"Time and Tide Wait for No Man"- Geoffrey Chaucer, English Poet and Author
The pandemic has been relentless in its progression. As wave after wave sweeps across the world, the entire machinery of our country's health care system too has swung into action. The focus, rightly so, has been on oxygen, ventilators, vaccination and most importantly, on reinforcing measures like social distancing and masking.
A dangerous pandemic is going on. At the same time, this does not mean that the non-COVID related illness will wait! Under the tsunami induced by the coronavirus, lurks a silent wave; a tidal wave of non-communicable illnesses such as Diabetes, obesity, hypertension, heart disease, cancer and psychiatric illnesses. And like Geoffrey Chaucer's quote above, this wave too will not wait for any virus to go away.
Among the non-communicable diseases listed above, Diabetes is an important one, as it affects more than 430 million people worldwide. Untreated Type 2 Diabetes may cause catastrophic damage to the eyes, feet, heart and kidney. In addition, high blood glucose itself makes people susceptible to infections like COVID-19. Because of social restrictions and the subsequent impact on mental health, nutrition and physical activity, research studies have predicted that diabetes control could worsen during the pandemic. The social, economic and health-related impact of diabetes and its complications is something that our country can ill afford at this time.
There are no easy solutions. Consulting a doctor can help to adjust medications and their dosages. But the control of high blood glucose also depends on day-to-day efforts by the individual. Meditation, Yoga, helping people in need and practising spirituality may help alleviate stress.

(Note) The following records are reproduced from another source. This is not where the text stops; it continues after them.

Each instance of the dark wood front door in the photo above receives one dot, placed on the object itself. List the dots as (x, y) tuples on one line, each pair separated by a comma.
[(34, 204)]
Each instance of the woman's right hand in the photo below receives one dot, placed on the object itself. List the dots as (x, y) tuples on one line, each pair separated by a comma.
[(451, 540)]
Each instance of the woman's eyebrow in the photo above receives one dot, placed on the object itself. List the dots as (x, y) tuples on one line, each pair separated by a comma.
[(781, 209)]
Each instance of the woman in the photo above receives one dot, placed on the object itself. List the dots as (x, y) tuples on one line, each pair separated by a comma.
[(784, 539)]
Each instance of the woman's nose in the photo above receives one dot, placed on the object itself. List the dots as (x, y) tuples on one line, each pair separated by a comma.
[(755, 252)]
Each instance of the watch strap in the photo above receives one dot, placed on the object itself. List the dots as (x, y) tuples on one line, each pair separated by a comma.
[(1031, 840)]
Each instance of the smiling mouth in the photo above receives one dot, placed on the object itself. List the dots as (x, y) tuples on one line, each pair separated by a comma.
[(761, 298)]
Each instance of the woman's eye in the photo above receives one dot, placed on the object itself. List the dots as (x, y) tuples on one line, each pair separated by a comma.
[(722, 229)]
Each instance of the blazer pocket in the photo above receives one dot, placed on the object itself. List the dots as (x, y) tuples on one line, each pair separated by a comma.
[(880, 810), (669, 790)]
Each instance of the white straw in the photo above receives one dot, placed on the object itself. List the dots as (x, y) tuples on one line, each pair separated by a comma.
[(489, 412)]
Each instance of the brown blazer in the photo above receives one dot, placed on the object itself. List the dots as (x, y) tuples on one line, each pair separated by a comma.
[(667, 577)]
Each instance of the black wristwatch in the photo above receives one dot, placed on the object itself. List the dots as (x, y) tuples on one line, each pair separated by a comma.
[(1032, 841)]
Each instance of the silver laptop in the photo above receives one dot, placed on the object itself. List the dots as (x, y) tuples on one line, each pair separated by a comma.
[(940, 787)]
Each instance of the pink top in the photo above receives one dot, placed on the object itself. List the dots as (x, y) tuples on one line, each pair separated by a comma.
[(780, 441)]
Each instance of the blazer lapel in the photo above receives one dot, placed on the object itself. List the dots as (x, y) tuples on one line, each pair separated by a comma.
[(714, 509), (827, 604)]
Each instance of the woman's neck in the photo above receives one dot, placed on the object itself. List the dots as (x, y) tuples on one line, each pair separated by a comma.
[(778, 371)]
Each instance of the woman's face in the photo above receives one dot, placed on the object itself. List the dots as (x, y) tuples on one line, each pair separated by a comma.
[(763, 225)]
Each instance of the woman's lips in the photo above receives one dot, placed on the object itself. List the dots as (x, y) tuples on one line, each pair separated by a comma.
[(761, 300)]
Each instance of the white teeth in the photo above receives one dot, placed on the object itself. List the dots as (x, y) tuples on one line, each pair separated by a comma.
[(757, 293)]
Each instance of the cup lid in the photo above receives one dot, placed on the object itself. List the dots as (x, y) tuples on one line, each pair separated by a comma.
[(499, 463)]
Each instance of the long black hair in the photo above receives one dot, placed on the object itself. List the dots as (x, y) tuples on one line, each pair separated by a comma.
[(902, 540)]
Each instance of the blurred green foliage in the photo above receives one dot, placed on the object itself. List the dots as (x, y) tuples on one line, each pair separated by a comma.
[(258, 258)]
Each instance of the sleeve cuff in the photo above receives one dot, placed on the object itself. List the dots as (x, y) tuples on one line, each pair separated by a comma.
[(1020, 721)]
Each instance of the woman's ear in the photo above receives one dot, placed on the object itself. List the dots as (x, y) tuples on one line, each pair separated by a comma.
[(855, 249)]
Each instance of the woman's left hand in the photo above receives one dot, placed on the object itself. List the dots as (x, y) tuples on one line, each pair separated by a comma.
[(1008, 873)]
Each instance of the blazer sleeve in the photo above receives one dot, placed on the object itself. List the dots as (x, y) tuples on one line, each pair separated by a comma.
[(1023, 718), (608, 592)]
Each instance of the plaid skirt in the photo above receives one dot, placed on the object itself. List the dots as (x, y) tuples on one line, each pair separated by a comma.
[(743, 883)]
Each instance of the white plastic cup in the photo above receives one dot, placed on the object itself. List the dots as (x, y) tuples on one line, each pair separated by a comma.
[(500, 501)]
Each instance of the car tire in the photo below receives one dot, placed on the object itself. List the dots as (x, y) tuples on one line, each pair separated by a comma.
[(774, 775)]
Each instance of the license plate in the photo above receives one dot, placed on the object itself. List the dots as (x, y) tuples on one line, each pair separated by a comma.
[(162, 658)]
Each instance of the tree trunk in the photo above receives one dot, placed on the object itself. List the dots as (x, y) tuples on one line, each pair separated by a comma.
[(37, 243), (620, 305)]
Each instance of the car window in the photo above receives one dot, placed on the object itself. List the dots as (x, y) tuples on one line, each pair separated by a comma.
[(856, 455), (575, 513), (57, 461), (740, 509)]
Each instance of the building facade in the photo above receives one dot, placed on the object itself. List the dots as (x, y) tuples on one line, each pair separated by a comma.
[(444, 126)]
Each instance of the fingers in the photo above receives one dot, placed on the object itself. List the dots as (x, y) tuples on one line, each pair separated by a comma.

Steps to improve home nutrition are also important and have been highlighted in many publications.
One area that requires closer attention is at-home physical activity, or WFH (Workout From Home!). It is a myth to believe that a workout needs either open spaces for running/swimming or the closed confines of a luxurious gymnasium. There are very simple workouts that can be practised even in a one-room studio apartment. There are free apps on the internet that promise to give us a workout in just a few minutes - an example is the popular 7-minute-workout app. On a lighter note, the apps can only guide us; we have to do the workout ourselves!
For those with access to more space and facilities, setting up a small home gymnasium at a reasonable cost is still possible, as mentioned in our cover story. Sometimes, the innovative use of furniture or equipment already available at home can also help you get a good workout. A recent research paper highlights that better physical activity may even offer some protection against COVID-19 as well.
Exercising at home can help control blood glucose levels. Exercise also releases helpful chemicals in the brain that make us happy, thus relieving stress. Of course, all exercise has to be carried out via professional advice.
We at Diabetes Health strive to bring you the best of lifestyle advice - so that you can effortlessly surf over waves of illnesses, and stay healthy and happy.